Her words and tears flowed in tempestuous streams. Dishevelled and pitiful she screamed in desperate rage and scratched her shoulders and her breast with her nails. Then she flung herself on the bed and buried her head in the pillow, moaning and trembling convulsively.
"Her uncle sent her a letter from there," said the cook, running about in the kitchen from the table to the stove and back again. "You ought to see what he writes! The whole street is reading the letter. Nobody can understand it. The people marched with ikons, with their holy man, they had priests—everything was done in a Christian fashion. They went to the Czar to tell him: 'Father, our Emperor, reduce the number of officials a little. We cannot live with so many officers and such burdensome taxes on our shoulders, we haven't enough to pay their salaries, and they take such liberties with us—the very extreme of liberties. They squeeze everything out of us they want.' Everything was honest and open. They had been preparing for this a long time, a whole month. The police knew of it, yet no one interfered.
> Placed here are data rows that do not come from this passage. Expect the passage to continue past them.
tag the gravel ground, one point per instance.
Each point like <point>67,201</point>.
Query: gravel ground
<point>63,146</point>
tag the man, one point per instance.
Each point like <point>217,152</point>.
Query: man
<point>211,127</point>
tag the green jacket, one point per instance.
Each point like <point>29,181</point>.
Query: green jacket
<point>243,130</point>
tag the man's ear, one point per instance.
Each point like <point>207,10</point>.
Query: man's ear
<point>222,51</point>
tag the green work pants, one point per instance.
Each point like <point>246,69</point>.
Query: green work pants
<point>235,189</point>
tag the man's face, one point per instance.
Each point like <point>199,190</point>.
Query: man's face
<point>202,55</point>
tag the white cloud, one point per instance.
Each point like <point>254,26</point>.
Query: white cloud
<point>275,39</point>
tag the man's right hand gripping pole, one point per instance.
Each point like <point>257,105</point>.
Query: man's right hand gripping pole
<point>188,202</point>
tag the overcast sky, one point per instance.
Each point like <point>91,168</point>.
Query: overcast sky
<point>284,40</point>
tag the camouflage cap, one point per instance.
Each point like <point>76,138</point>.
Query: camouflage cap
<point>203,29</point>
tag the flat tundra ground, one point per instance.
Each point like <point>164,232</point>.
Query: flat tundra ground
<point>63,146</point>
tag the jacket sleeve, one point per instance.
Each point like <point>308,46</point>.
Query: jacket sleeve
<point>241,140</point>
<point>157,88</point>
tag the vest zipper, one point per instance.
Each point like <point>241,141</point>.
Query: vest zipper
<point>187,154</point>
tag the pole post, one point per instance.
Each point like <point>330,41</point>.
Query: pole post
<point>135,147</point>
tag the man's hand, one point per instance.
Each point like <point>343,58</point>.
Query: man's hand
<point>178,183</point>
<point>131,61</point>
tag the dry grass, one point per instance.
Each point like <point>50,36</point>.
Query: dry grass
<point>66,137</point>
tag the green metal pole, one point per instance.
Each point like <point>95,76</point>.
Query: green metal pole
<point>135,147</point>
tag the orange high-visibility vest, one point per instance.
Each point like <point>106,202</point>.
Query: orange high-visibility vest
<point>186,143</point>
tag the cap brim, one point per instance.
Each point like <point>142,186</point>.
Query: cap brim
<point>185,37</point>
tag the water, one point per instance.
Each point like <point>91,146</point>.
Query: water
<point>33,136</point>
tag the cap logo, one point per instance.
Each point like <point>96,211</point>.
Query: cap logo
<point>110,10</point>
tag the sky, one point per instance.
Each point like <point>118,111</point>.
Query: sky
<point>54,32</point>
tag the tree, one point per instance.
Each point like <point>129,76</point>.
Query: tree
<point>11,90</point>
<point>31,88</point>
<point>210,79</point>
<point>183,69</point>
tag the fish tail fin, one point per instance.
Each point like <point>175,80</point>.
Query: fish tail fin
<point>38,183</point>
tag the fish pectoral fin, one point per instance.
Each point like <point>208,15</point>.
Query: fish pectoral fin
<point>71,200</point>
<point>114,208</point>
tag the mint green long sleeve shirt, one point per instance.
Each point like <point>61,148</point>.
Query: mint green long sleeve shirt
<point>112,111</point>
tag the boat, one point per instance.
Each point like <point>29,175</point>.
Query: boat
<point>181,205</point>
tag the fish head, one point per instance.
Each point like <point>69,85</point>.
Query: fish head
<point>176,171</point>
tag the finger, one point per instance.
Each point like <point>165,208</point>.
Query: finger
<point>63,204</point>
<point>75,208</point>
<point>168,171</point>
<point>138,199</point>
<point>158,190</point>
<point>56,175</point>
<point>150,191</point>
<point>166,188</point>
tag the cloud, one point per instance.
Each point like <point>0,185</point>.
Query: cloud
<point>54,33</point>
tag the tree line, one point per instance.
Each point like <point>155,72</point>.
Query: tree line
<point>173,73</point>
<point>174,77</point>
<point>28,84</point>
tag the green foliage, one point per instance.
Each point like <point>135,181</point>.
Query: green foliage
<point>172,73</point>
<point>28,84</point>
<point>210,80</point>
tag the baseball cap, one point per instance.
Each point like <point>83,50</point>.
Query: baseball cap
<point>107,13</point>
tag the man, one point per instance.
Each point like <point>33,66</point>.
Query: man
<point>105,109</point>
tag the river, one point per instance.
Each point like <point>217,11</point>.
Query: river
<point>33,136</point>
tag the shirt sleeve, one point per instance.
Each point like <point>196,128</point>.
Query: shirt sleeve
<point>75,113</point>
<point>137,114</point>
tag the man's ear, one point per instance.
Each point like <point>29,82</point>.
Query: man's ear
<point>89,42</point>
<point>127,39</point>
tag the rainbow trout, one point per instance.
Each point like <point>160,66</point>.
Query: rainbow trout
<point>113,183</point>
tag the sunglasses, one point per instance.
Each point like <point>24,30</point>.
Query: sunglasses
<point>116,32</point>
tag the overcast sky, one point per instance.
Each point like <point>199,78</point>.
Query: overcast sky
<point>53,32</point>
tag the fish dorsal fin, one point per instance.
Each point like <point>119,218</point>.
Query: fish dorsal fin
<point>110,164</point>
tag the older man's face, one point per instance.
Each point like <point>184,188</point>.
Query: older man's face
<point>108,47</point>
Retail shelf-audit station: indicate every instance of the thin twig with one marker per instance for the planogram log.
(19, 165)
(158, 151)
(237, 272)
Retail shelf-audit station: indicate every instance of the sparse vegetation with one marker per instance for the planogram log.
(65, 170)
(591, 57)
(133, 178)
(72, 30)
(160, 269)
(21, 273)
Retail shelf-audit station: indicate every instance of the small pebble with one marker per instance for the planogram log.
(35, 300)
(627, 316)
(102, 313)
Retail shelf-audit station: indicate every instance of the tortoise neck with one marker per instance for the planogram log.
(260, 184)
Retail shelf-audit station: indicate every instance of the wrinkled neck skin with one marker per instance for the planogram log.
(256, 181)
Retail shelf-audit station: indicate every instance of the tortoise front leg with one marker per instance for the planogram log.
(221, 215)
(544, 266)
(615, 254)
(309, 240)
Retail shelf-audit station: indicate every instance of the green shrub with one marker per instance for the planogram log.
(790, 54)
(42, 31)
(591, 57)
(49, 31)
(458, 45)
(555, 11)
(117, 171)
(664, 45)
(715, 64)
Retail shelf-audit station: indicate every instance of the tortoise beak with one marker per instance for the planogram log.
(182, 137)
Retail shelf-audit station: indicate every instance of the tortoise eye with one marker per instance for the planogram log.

They went out and marched along the streets, when suddenly off the soldiers go shooting at them! The soldiers surrounded them on all sides and shot at them! Hacked them and trampled them down with their horses—everybody, even the little children! They kept up the massacre for two days. Think of it! What does it mean? That the people are not wanted any more? That they have decided to exterminate them?"
Anfisa's cutting, unpleasant voice sank into a whisper, above which could now be heard the sputtering of the butter on the stove, the angry gurgle of the boiling water in the kettle, the dull roaring of the fire, and Masha's groans. Yevsey felt obliged to answer the sharp questions of the cook, and he wanted to soothe Masha. He coughed carefully, and said without looking at anybody:
"They say the Japs arranged the affair."
"S-s-s-o?" the cook cried ironically. "The Japs, the Japs, of course! We know the Japs. They keep to themselves, they stick in their own home. Our master explained to us who they are. You just tell my brother about the Japs. He knows all about them, too. It was scoundrels, not Japs!"
From what Melnikov had said Yevsey knew that the cook's brother Matvey Zimin worked in a furniture factory, and read prohibited books. Now, all of a sudden, he was seized with the desire to tell her that the police knew about Zimin's infidelity to the Czar. But at that minute Masha jumped down from the bed, and cried out while arranging her hair:
"Of course, they have no way of justifying themselves, so they hit upon the Japs as an excuse."